地方上的望族能量到底多大呢?举个例子来说明一下,就是这史家,在南宋的时候,举荐过大词人陆游的尚书右仆射陆直翁的老母亲过大寿,这位老夫人诞辰是八月十六,八月十五的时候,满城喧哗热闹,史家一点动静都没有,市井间奇怪之极,结果第二天,史家张灯结彩,歌舞邀约,看花了宁波人的眼,从那以后,别的地方八月十五中秋,宁波是八月十六中秋。

地方上的望族能量就这么大。

这史家还是败落下来的,八望之中排名最末,这八家,无一不是在朝廷有奥援,地方上有大量的土地和产业,而乖官撺掇他老师沈榜弄耕种大米补贴银两,很明显,就得罪了八望族,如今,宁波府也很头疼,可是,沈榜沈敦虞是乖官的老师,总不能让他拉下脸来去求学生给自己出主意罢!

像是如今宁波港的皮肉买卖,就操在史家一个偏房弟子手上,史家一来代表八望族,本就对宁波府很不满,二来也要给下面的家族子弟一口饭吃,也就故意不闻不问。

听陈继儒这么一说,乖官就沉下小脸蛋来了,怪不得陈继儒方才不说,这是在打他老师沈榜的脸嘛!打他老师的脸,那不就是打了他郑乖官的脸?

这些势力太强大了,八家一联手,说占据宁波府一半的土地和产业,那绝不是夸张,当年北直隶商人罢市,东厂和锦衣卫都没辙,朝廷最后也只好服了软,前车之鉴。
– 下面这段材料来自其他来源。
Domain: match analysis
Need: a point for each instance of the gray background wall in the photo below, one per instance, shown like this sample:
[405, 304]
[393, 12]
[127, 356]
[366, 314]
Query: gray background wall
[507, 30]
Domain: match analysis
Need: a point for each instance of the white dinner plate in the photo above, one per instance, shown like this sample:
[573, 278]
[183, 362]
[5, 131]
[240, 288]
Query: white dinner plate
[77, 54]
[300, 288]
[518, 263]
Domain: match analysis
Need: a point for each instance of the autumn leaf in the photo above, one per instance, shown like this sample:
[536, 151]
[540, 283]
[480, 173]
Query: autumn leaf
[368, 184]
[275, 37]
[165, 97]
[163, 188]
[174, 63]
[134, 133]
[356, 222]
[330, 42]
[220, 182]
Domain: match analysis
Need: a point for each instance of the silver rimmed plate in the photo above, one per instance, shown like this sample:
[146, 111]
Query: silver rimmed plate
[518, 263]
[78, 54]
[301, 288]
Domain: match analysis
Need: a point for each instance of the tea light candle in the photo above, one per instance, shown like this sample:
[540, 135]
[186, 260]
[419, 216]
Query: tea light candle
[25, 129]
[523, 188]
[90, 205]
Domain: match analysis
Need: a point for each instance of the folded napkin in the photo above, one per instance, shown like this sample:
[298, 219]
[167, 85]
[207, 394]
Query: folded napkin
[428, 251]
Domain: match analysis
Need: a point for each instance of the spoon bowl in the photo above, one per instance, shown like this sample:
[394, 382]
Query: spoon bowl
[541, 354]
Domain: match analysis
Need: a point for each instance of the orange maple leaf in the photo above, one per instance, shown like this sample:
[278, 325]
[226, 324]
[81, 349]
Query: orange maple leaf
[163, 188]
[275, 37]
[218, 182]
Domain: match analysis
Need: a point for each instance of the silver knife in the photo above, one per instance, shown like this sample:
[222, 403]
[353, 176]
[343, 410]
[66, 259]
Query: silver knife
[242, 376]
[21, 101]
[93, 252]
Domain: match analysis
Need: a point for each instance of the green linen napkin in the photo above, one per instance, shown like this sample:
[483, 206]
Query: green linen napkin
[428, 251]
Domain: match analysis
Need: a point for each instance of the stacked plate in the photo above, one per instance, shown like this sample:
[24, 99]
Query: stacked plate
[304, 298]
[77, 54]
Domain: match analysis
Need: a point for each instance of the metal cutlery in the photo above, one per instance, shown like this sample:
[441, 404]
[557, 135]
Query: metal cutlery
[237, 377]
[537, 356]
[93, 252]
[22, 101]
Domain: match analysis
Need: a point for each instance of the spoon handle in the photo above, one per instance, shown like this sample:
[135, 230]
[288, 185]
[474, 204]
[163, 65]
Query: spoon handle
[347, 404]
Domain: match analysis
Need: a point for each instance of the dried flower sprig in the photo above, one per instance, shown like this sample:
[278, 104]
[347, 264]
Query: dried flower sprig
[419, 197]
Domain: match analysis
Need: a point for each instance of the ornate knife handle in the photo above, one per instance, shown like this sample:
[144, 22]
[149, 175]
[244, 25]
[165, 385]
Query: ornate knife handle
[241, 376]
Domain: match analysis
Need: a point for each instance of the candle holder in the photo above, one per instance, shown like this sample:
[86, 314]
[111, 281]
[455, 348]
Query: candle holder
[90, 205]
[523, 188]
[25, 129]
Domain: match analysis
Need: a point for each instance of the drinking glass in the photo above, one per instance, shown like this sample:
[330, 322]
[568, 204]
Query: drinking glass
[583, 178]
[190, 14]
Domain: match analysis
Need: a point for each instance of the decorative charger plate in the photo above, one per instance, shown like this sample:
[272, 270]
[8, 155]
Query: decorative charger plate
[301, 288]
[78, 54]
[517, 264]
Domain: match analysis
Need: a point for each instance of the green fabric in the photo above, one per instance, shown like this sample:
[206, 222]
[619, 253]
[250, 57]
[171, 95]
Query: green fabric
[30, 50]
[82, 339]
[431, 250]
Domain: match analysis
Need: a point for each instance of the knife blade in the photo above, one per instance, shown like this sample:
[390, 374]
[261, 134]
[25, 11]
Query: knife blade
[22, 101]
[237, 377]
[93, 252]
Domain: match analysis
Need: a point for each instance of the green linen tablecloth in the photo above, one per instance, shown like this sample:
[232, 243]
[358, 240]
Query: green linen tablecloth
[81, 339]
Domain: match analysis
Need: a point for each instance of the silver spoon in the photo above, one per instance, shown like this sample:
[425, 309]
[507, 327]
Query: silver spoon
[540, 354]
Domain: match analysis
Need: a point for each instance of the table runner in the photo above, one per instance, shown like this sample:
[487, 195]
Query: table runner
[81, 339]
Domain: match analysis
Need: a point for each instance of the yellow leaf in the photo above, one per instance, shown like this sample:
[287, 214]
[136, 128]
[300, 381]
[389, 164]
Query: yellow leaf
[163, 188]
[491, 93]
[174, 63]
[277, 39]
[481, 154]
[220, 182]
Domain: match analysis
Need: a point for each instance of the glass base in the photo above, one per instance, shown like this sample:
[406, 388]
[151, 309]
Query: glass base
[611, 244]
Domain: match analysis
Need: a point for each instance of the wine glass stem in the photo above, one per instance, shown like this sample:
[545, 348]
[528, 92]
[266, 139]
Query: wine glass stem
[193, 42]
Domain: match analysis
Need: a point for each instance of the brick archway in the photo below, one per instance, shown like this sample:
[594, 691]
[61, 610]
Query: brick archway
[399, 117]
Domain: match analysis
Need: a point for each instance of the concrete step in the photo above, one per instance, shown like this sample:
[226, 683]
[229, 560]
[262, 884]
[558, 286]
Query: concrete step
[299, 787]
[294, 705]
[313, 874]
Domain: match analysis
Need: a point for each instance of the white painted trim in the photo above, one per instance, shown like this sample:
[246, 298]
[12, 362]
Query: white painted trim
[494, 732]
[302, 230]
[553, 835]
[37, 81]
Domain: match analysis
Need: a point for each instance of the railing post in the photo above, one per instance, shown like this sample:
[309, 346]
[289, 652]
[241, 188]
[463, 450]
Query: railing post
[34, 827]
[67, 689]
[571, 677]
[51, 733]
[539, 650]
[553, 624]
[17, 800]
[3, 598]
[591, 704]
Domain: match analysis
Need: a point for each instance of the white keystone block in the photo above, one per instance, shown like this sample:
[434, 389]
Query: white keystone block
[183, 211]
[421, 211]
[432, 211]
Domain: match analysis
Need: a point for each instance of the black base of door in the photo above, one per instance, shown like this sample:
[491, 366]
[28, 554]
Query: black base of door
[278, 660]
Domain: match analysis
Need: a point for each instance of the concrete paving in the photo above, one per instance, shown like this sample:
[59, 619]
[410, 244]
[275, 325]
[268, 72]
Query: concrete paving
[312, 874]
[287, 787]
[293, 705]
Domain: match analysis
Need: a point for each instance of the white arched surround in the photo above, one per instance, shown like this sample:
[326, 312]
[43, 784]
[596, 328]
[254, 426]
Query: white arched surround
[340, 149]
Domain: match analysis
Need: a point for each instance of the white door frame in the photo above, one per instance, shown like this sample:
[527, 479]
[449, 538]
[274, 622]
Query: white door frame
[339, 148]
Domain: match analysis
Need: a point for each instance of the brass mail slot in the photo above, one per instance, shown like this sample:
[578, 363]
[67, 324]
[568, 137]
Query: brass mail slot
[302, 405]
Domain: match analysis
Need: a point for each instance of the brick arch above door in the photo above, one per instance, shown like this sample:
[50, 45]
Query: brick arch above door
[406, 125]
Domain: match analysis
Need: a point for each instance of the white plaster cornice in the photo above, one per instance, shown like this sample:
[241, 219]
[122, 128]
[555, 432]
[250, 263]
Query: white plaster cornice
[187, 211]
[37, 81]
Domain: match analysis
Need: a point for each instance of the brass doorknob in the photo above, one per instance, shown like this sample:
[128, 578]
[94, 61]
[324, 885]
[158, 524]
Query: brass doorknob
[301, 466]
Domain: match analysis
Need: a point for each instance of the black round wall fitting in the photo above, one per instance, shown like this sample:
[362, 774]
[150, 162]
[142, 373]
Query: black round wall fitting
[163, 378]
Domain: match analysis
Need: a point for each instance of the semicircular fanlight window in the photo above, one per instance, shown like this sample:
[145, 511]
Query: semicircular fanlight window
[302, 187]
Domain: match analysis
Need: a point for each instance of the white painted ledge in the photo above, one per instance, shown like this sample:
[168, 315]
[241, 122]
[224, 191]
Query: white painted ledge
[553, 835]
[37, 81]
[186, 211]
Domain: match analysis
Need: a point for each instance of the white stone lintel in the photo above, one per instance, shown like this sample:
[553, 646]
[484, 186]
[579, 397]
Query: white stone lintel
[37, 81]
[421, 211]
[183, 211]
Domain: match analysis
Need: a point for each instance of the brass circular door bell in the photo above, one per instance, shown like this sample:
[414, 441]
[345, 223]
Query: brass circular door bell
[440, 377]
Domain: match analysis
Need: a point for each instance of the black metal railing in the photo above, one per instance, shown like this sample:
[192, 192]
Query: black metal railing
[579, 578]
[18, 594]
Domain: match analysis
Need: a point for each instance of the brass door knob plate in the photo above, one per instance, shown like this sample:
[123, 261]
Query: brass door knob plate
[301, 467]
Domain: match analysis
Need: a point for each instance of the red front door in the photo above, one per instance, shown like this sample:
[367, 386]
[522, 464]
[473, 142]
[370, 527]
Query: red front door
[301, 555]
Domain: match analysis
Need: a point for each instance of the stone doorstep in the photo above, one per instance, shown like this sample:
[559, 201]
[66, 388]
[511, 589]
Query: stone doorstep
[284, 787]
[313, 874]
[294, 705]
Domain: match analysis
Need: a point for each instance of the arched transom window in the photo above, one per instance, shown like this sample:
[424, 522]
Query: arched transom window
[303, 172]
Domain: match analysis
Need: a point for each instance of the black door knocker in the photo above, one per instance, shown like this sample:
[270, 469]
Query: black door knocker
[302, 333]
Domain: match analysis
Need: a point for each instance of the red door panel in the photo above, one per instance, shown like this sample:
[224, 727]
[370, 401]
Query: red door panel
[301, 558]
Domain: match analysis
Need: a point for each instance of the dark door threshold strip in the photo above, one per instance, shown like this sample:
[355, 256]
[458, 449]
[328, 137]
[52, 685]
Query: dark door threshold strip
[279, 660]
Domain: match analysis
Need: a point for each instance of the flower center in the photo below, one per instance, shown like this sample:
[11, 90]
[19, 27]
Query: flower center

沈榜苦恼也苦恼在这一点上,八望族也知道了国舅爷不好惹,连阁老家都拆过,阁老的闺女都抢过,他们寻思自己可没那么大能量,可利益当前,谁又愿意放下呢?弄不过国舅爷,我弄国舅爷的老师总可以罢!我不明着弄,我暗着来总可以罢!

所以八望族一旦拒不合作,宁波府就头疼了,何况,知府下面还有同知和通判,辅佐知府,分掌钱粮、江海河防务、水利等等,知府并非一般人所想的能一手遮天,这些人也不给你捣蛋,就冷处理,我不合作,那也是极为头疼的,公然冲突还好解决,这等阳奉阴违的事儿是最难办的。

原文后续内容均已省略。